Connecter un espace de noms pour les avis
Dans cette étape, vous allez connecter un nouvel espace de noms destiné aux avis temporaires. Utilisez un espace de noms distinct et un nom de Worker unique afin que vos essais sur l’expiration ne puissent pas supprimer les données d’une autre application. La liaison NOTICES connectera votre gestionnaire à cette ressource.
Accédez au projet préparé :
cd /home/labex/project/temporary-notices
Générez une fois un nom unique. openssl rand -hex 6 affiche un suffixe aléatoire ; $(...) l’insère dans le nom. La variable du shell conserve ce nom pour les commandes suivantes dans ce terminal.
WORKER_NAME="labex-notices-$(openssl rand -hex 6)"
printf '%s\n' "$WORKER_NAME"
Autorisez cette VM. En plus de lire l’identité de votre compte, l’autorisation Workers Scripts Write permet le déploiement et la suppression, tandis que Workers KV Write permet de gérer l’espace de noms et les clés de cet exercice.

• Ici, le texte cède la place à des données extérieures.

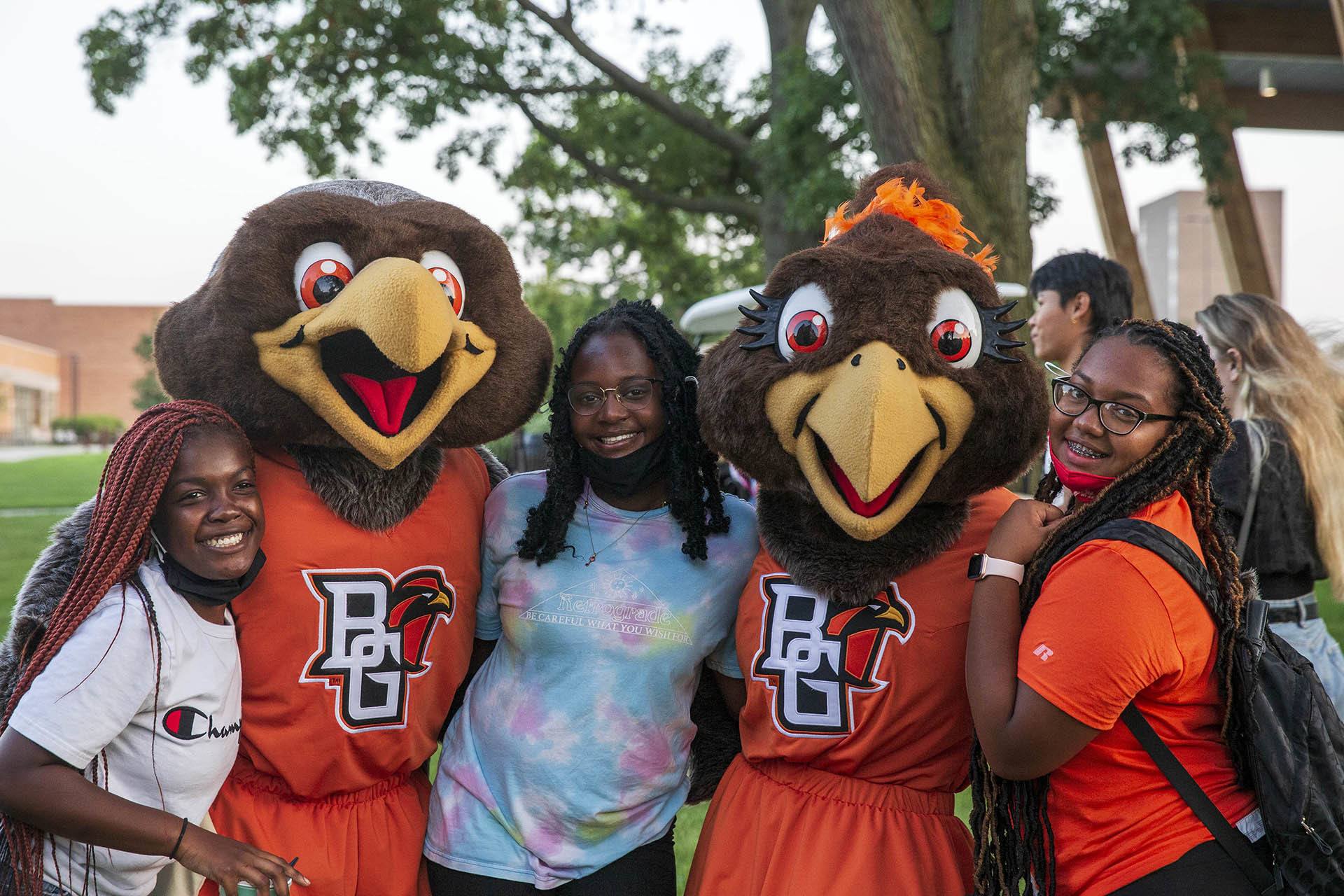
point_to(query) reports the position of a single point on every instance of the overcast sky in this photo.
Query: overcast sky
(134, 207)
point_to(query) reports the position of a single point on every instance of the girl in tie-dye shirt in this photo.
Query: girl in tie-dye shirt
(606, 584)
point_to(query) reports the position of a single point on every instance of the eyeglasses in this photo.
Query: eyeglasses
(634, 394)
(1116, 416)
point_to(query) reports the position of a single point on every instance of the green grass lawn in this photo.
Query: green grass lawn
(50, 481)
(65, 481)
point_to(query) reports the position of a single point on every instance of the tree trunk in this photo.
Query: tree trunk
(787, 23)
(948, 83)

npx wrangler login --device --browser=false --scopes account:read user:read workers_scripts:write workers_kv:write
Ouvrez dans votre navigateur le lien vers l’appareil affiché, saisissez le code actuel, vérifiez les autorisations demandées et le compte d’apprentissage, puis autorisez Wrangler. Un accès en arrière-plan peut également apparaître sur la page de consentement. Revenez au terminal et attendez la fin de la connexion.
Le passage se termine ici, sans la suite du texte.